We spoke to Simon Bishell from Caythorpe cherries.
Marlborough Cherries – The Caythorpe Story:
In 1876 David Bishell travelled to New Zealand for a better life. Four years later he bought land in Marlborough, named it Caythorpe after his home village in England, and began farming. Around a hundred years later, the family-run farm diversified. Cherry trees and vines were planted, and a new chapter began. These days, it’s Simon Bishell, fifth-generation descendant from David, who manages the orchard and packhouse on Middle Renwick Road.
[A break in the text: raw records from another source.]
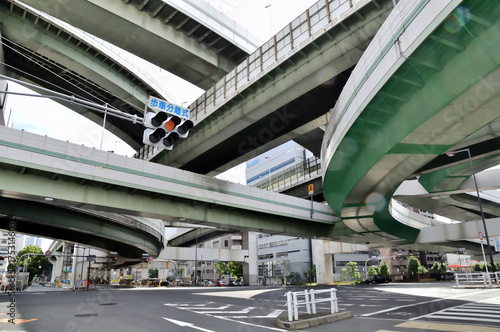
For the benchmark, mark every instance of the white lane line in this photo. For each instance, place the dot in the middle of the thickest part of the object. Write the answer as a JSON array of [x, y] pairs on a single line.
[[420, 303], [244, 311]]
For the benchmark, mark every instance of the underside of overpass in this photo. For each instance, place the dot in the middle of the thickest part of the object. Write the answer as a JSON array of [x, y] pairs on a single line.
[[129, 239], [438, 97], [288, 102]]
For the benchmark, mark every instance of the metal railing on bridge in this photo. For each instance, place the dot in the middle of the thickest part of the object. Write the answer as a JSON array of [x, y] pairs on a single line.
[[315, 21], [292, 176], [309, 301], [471, 279]]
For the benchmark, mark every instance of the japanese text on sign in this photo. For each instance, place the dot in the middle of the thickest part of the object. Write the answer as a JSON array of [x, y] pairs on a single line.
[[165, 106]]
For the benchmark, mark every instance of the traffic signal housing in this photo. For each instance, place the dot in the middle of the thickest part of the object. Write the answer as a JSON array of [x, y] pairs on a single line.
[[163, 129]]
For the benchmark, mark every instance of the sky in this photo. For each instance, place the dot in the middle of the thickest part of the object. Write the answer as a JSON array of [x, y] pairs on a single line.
[[262, 18]]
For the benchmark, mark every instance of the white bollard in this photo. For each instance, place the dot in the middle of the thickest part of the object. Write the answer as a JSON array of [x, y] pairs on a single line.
[[313, 300], [289, 306], [333, 296], [308, 302], [295, 307]]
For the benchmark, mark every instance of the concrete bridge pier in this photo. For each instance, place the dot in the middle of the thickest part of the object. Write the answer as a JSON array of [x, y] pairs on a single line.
[[250, 268], [324, 263]]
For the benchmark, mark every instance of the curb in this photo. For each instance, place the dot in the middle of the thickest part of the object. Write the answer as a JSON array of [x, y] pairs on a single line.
[[309, 322]]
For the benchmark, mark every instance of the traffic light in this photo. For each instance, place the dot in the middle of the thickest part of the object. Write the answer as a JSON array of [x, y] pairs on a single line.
[[167, 125]]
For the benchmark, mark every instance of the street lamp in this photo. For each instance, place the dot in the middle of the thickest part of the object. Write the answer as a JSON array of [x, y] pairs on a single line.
[[451, 154]]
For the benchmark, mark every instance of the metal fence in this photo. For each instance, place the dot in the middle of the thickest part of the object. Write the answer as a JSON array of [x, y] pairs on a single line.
[[470, 279], [309, 301]]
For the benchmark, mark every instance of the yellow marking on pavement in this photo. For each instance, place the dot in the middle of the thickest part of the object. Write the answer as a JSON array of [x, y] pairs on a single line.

Simon will tell you that life as an orchardist is not always a bowl of cherries. He says, “Cherries are hard work, there’s a reason that the number of stone fruit orchards have declined since the heydays of the eighties and nineties.” That said, Simon will also attest that if you have patience and a willingness to succeed, it’s very satisfying to harvest a crop of fruit guaranteed to put smiles on the faces of both young and old alike.
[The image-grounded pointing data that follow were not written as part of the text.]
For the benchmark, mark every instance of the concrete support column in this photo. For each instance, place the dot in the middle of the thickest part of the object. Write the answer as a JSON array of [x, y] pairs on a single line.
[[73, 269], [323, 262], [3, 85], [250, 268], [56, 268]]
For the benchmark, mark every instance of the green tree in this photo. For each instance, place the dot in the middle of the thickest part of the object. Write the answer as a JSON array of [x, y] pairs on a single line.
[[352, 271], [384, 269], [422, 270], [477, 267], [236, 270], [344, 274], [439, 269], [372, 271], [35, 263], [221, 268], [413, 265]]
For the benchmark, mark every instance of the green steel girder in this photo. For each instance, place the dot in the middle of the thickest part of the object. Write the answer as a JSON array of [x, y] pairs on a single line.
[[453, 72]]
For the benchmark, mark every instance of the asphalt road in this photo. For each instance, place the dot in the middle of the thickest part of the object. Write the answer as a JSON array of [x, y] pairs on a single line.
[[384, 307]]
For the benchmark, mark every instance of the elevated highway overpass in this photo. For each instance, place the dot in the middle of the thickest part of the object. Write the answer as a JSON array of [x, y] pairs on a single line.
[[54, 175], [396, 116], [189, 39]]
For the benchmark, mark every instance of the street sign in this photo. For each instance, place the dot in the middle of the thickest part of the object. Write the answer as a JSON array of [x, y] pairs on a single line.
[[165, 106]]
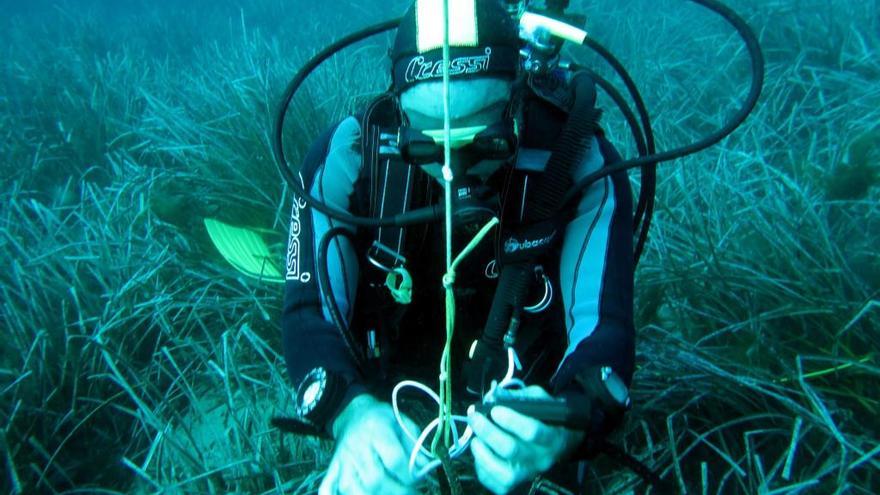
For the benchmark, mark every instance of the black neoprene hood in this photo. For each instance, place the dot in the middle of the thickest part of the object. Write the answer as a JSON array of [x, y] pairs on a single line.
[[494, 51]]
The Caythorpe orchard is surrounded by a dense shelter of trees, creating a unique microclimate protected from the wind, and where warmth prevails. It’s planted with a mixture of Rosann, Stella, Lapin, Sonnet, Bing and Rainer varieties. These are selected firstly for the practicalities of spreading out harvest dates, but more importantly because they all produce cherries that are big, sweet, juicy and full of flavour. Simon credits this intensity of flavour partly to the very same terroir that is important for the region’s wine production. Add to the mix our perfect Marlborough climate, cool winters for vernalisation, warm spring temperatures (to encourage bee activity and fruit set) and early dry summer days with cool nights, and you can grow the perfect Caythorpe cherry.
If you’re still able to access some delicious Marlborough Cherries then you might want to try out these two recipes.
Annabel Langbein’s Sweet cherries in vanilla red wine syrup
(Recipe makes 3 medium jars)
- 2 bottles Merlot (Don’t use the good stuff!)
- 4 cups sugar
- 3 cups water
- 1 vanilla pod or 2 tsp vanilla extract
- 2 tsp cloves
- 1.5 kgs Marlborough cherries
- Combine the wine, sugar, water, vanilla and cloves in a large pot and bring to a simmer, stirring to dissolve the sugar. Simmer for 15 minutes.
- Add the cherries and bring back to a boil. Boil for 12 minutes.
- Store in a jar in the fridge for up to 4 weeks or, for longer storage, divide between sterilised jars and cover with syrup to overflow, removing any air bubbles by running a knife around the inside of the jars. Seal with sterilised lids. They will keep for months in a cool place.
- Serve with ice cream or panna cotta.
Raymond Blanc’s Cherry Clafoutis
For the cherries:
- 450g Marlborough cherries, pitted
- 50g caster sugar
To prepare the dish:
- 10g unsalted butter, melted
- 30g caster sugar
For the batter:
- 2 medium eggs
- 45g caster sugar
- ½ tsp vanilla extract or vanilla syrup
- 20g unsalted butter
- 20g plain flour
- 50ml milk
- 75ml whipping cream
- 1 pinch sea salt
- Gently mix the cherries and sugar in a bowl. Cover and leave to macerate for 2 hours. Preheat the oven to 180°C.
- Brush the inside of an ovenproof dish with the melted butter. Add the sugar and tilt the dish to coat the sides and base evenly; shake out the excess.
- In a large bowl, whisk the eggs, caster sugar and vanilla together until creamy. Meanwhile, melt the butter in a small pan and cook to a beurre noisette (when the foaming butter turns a hazelnut colour). Add the flour to the egg and sugar mixture and whisk until smooth, then slowly incorporate the milk, cream, salt and beurre noisette. Stir in the cherries with their juice and then pour into the prepared baking dish.
- Bake for 30–35 minutes until the clafoutis has lightly risen and a knife inserted into the middle comes out clean. Sprinkle with extra caster sugar and serve just warm.